12 years ago or so, I was using a pice of software in Linux, the name now escapes me. Based solely on my listening habits and my own library - no streaming back then, it was able to define some pretty good playlists. So for example it created two playlists for the evening, one “chill” and one more for parties, and a playlist of uplifting tracks for the morning.
The algorithm was basic, it mostly recorded what I was listening to at a certain time and then selected similar tracks. But it actually worked rather well. I can’t help but wonder what would be possible nowadays with the type of computing power we now have and our access to tens of thousands of albums.
Just out of curiosity, and because I think he was very cogent, and had a needs space different than mine, I’d be really interested to hear what the OP @Kevin_Dufresne thinks of 1.8… If you get a chance, would love to hear!
From the Home screen click on Genre, and then click on one of the Genre’s you’re interested in. Scroll down past your albums, your artists. Then you’ll come to New Releases for You followed by Recommended Albums and Recommended Artists.
If you continue to scroll down you’ll see Sub Genres to choose from.
Before Roon, I was a playlist kind of listener. Mostly just the hit songs off of various albums. With Roon, I started listening to full albums again like when I was young had vinyl. I greatly expanded my physical CD collection and started adding SACDs.
If I were still a playlist kind of listener, I would be very unhappy with Roon…
Thank you very much Scott. I did not notice that there. That is quite useful. Would be nice to get a bigger list but it is a start. So they could present a list of recommended albums from your listening habits quite easily on the Home Screen it would seem.

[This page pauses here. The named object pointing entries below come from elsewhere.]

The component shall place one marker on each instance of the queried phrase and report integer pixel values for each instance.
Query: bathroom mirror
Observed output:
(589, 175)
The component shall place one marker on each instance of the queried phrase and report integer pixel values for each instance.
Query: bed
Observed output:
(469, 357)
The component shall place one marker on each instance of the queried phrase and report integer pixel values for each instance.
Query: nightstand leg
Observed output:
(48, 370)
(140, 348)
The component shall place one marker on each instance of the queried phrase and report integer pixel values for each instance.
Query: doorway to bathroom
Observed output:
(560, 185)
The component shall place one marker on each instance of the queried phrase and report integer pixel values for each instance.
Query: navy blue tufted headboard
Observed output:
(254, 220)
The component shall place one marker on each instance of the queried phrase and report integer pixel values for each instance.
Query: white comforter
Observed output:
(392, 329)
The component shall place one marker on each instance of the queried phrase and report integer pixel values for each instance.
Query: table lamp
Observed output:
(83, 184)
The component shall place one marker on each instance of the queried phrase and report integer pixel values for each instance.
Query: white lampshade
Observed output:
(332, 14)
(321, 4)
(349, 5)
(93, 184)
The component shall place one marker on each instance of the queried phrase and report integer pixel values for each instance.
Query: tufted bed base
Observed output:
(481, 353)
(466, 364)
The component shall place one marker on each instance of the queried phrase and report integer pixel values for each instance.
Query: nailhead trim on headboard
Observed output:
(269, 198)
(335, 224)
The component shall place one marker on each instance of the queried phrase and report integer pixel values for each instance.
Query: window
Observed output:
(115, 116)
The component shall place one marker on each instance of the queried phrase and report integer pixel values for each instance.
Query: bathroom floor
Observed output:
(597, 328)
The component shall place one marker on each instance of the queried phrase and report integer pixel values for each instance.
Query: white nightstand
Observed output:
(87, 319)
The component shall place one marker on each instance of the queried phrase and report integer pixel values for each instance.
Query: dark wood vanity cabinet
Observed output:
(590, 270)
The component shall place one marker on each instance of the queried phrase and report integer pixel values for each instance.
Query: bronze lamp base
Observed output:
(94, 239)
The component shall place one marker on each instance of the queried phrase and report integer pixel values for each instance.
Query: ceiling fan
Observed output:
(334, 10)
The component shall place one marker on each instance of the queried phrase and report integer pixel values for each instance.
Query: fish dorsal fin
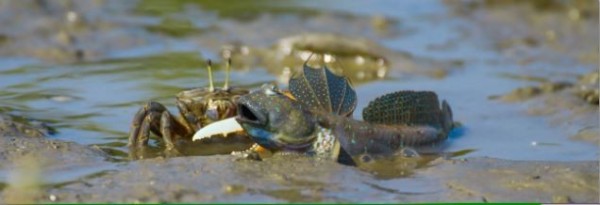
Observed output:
(409, 108)
(320, 89)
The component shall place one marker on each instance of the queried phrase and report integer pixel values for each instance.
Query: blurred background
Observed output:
(521, 76)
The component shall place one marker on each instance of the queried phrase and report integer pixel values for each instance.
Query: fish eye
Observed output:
(270, 90)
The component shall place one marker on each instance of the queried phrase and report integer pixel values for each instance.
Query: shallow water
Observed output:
(92, 102)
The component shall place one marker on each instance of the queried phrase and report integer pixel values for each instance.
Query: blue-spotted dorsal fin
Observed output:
(320, 89)
(409, 108)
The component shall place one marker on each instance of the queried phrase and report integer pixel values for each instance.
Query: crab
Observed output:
(198, 107)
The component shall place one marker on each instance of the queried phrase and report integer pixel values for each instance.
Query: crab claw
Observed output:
(222, 127)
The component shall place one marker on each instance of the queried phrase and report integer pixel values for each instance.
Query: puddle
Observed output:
(91, 101)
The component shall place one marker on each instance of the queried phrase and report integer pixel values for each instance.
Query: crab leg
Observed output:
(227, 68)
(142, 121)
(211, 86)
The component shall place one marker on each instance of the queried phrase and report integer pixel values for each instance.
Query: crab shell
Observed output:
(201, 106)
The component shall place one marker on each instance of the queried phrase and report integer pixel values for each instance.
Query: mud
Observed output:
(521, 78)
(299, 179)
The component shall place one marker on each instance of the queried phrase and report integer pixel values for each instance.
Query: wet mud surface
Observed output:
(523, 88)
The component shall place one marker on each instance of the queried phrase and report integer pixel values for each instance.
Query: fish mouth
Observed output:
(249, 113)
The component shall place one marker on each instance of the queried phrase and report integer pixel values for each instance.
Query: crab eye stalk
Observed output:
(211, 86)
(227, 70)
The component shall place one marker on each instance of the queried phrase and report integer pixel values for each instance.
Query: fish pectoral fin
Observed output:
(219, 128)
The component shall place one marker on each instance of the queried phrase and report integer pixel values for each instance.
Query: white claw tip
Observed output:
(221, 128)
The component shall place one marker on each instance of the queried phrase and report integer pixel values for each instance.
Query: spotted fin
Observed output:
(320, 89)
(409, 108)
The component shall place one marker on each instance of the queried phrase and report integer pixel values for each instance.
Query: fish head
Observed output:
(276, 121)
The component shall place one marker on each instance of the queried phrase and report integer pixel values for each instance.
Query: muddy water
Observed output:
(86, 68)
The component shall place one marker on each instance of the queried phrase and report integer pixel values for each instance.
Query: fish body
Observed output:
(316, 120)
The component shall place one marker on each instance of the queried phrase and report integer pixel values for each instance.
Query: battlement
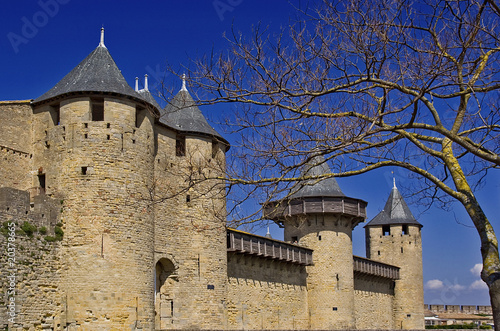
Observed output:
(374, 268)
(39, 210)
(314, 205)
(249, 244)
(101, 132)
(464, 309)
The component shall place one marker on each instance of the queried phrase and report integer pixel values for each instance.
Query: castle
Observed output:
(113, 219)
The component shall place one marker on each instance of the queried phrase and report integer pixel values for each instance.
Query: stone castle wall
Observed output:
(373, 302)
(15, 144)
(190, 233)
(31, 264)
(330, 281)
(144, 242)
(405, 251)
(266, 294)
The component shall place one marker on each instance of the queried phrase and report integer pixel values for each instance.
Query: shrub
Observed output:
(59, 232)
(50, 239)
(28, 228)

I’m generally happy with Roon. I think it’s too expensive for what it is and how I use it, but I suck it up, because the zones work so flawlessly. I think 1.8 is nicer visually, but takes a step backwards in the rich metadata functionality. I don’t like the way the search algorithms work, I find the lack of new features (meaningful ones, like mobile Roon and progress on album art, etc) to be concerning considering how expensive the software is, but I hope the subscription model allows for support and modest improvements over time to occur. I get frustrated with digital audio in general, I’ve needed to pay for replacements for both my uRendu and the LPS I use it with, and recently my DAC died so it’s taking a round trip to California for repair. Digital headaches make me appreciate my analog vinyl rig side so much. TLDR: Roon is a useful, (but overpriced tool) if you have multiple zones, and just want it to work. If you use functionality like DSP, or have a very large collection of digital tracks and and multiple streaming services, it’s powerful and unrivaled in functionality. I’ll keep it as long as they keep innovating, but I’m frustrated mobile Roon and complete album art is still not a feature.